When creating a new class, should we always override the equals and hashCode even if we don’t intent at that point to use the class with any Collection classes?
Or is it better to wait till such a need arises before overriding equals and hashCode so as to be sure on what the logical equality should be?

Best Answer

should we always override the equals and hashCode even if we don’t intent at that point to use the class with any Collection classes?

No and I would go even further as to say you probably don't need to override them even if you are going to put them into a collection. The default implementations are perfectly compatible with collections as is. For lists, it's irrelevant anyway.

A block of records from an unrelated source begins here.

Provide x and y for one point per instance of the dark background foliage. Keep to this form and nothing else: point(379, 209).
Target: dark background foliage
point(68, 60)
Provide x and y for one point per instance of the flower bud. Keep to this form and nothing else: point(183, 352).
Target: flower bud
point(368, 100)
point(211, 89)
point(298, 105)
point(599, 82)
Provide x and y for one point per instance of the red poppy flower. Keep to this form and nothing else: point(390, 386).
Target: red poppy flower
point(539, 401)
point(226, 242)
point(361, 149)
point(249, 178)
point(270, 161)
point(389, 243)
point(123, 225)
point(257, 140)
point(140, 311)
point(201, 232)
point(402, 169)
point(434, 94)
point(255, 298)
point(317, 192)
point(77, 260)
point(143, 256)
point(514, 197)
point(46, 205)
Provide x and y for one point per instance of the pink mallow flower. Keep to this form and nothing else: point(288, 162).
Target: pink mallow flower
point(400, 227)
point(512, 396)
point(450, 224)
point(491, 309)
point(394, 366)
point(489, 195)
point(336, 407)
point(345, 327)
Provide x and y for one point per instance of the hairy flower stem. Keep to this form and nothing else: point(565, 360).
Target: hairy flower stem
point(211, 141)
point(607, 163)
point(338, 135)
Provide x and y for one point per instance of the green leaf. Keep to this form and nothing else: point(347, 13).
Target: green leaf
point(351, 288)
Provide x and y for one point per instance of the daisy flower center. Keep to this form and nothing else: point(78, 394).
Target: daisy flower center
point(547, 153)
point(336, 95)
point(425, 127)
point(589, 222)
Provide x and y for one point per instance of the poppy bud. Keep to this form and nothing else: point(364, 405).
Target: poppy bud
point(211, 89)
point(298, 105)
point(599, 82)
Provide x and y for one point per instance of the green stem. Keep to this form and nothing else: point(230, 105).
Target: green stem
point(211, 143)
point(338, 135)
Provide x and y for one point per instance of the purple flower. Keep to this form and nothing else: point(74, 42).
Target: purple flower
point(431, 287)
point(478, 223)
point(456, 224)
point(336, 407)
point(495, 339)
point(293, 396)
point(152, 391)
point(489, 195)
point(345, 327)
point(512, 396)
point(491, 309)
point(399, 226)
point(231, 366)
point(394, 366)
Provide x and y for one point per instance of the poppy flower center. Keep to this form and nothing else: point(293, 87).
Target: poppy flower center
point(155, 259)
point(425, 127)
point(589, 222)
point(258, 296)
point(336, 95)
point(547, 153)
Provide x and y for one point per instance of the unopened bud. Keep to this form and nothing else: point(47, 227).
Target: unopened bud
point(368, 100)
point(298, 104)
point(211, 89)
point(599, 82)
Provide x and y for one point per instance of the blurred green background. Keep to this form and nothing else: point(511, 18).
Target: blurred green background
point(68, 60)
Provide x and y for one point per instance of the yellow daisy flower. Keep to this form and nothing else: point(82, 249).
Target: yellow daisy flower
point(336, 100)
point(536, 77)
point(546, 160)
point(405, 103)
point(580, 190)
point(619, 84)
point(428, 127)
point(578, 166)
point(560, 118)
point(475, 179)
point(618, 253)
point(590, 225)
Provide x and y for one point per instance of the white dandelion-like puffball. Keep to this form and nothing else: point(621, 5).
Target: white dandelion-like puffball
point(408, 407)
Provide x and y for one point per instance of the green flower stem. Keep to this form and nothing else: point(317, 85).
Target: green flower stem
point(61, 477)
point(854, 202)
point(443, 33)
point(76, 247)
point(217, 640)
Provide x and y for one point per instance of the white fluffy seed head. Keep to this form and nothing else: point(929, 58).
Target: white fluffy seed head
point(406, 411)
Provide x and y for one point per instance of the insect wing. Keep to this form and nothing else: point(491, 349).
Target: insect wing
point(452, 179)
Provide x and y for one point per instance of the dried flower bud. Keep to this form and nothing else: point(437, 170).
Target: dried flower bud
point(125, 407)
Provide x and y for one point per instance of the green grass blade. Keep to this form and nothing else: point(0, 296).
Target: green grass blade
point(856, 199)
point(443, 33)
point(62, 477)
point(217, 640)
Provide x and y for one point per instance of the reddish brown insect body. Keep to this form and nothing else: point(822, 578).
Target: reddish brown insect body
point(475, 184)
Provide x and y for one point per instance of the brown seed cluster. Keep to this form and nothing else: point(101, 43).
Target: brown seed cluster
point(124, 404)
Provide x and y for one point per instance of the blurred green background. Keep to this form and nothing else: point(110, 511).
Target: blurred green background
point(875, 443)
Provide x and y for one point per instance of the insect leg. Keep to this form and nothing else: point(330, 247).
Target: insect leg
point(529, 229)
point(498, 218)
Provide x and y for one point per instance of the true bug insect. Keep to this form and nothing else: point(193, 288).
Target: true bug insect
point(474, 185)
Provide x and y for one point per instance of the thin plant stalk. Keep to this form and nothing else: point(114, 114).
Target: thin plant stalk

You should override equals if and only if your objects have a logical identity that is independent of their physical identity. In other words, if you want to have multiple objects that represent the same entity. Integer, is a good example of this. The integer 2 is always 2 regardless of whether there are 100 instances or 1 of the Integer object with the value of 2.

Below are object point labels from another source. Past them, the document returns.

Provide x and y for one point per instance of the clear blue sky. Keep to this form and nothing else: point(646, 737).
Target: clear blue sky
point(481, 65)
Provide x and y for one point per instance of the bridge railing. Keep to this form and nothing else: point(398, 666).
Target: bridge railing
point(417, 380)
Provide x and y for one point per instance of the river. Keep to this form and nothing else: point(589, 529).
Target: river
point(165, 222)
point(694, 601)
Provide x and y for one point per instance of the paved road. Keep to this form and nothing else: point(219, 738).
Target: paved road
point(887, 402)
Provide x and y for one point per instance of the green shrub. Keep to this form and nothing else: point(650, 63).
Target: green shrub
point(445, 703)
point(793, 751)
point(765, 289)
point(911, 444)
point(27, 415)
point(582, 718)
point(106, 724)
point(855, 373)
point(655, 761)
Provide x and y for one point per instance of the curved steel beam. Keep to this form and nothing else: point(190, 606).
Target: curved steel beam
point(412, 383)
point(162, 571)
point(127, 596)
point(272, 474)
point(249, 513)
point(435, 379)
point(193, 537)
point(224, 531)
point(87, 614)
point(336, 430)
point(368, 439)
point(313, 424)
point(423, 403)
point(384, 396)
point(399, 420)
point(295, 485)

You must override hashcode if you've overridden equals.

That's it. There are no other good reasons to modify these.

As a side note, the use of equals to implement algorithms is highly overused. I would only do this if your object has a true logical identity. In most cases, whether two objects represent the same thing is highly context dependent and it's easier and better to use a property of the object explicitly and leave equals alone. There are many pitfalls to overriding equals, especially if you are using inheritance.

An example:

Let's say you have an online store and you are writing a component that fulfills orders. You decide to override the equals() method of the Order object to be based on the order number. As far as you know, that's the it's identity representation. You query a DB every so often and create objects from the response. You take each Order object and keep it as a key in a set which is all the orders in process. But there's a problem, orders can be modified in a certain time frame. You now might get a response from the DB that contains the same Order number but with different properties.

You can't just write this object to your set because you'll lose track of what was in process. You might end up processing the same order twice. So, what are the options? You could update the equals() method to include a version number or something additional. But now you have to go through your code to figure out where you need to base the logic on the having the same order number and where you need it to be based on the new object identity. In other words, there's not just one answer to whether two objects represent the same thing. In some contexts it's the order, and in some contexts it's the order and the version.

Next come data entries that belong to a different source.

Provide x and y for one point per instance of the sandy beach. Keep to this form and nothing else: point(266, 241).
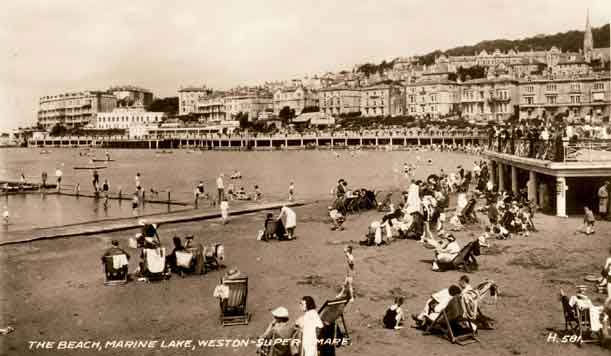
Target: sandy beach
point(53, 290)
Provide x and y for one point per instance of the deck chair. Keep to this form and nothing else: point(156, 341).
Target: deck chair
point(233, 310)
point(115, 270)
point(155, 268)
point(332, 315)
point(576, 322)
point(463, 311)
point(465, 260)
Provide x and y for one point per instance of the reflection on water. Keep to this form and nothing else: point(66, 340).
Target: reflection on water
point(43, 210)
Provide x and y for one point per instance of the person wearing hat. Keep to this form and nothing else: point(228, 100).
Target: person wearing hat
point(583, 303)
point(337, 219)
point(278, 329)
point(446, 252)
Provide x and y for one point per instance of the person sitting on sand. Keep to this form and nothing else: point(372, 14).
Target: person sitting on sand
point(337, 219)
point(446, 252)
point(435, 305)
point(278, 331)
point(393, 318)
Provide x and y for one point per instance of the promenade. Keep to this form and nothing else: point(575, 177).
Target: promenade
point(111, 225)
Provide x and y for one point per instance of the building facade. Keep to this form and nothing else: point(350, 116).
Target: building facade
point(129, 96)
point(489, 99)
point(211, 108)
point(73, 109)
point(294, 98)
point(136, 121)
point(339, 100)
point(579, 96)
point(382, 100)
point(189, 98)
point(250, 104)
point(433, 98)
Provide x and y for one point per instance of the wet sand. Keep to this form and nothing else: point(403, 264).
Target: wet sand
point(53, 290)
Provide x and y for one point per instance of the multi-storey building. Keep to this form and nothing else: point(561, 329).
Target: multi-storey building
point(189, 97)
point(250, 104)
point(73, 109)
point(130, 96)
point(577, 96)
point(212, 108)
point(489, 99)
point(339, 100)
point(432, 98)
point(135, 120)
point(294, 98)
point(382, 100)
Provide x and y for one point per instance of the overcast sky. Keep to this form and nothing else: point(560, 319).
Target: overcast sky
point(50, 47)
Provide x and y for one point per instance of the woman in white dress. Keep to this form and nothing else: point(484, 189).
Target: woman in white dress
point(309, 322)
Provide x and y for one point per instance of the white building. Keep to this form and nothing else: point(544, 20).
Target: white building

Instead of the set, you should build a map and use the order number as the key. Now you can check for the existence of the key in the map and retrieve the other object for comparison. This is much more straightforward and easy to understand than trying to make sense of when the equals method works they way you need it to for different needs.

A good example of this kind of complexity can be found in the BigDecimal class. You might think that BigDecimal("2.0") and BigDecimal("2.00") are equal. But they are not.

Conclusion:

It can make sense to implement equals() (make sure you update hashcode() too if you do) and doing so doesn't prevent the use of any of the techniques I describe here.

But if you are doing this:

  • Make sure your object is immutable
  • Use every meaningful property of the object to define equals.
  • If you are using inheritance, either:
    1. make equals final on the base class OR
    2. you must check that the actual type matches in subclasses

If any of these aren't followed, you are in for trouble.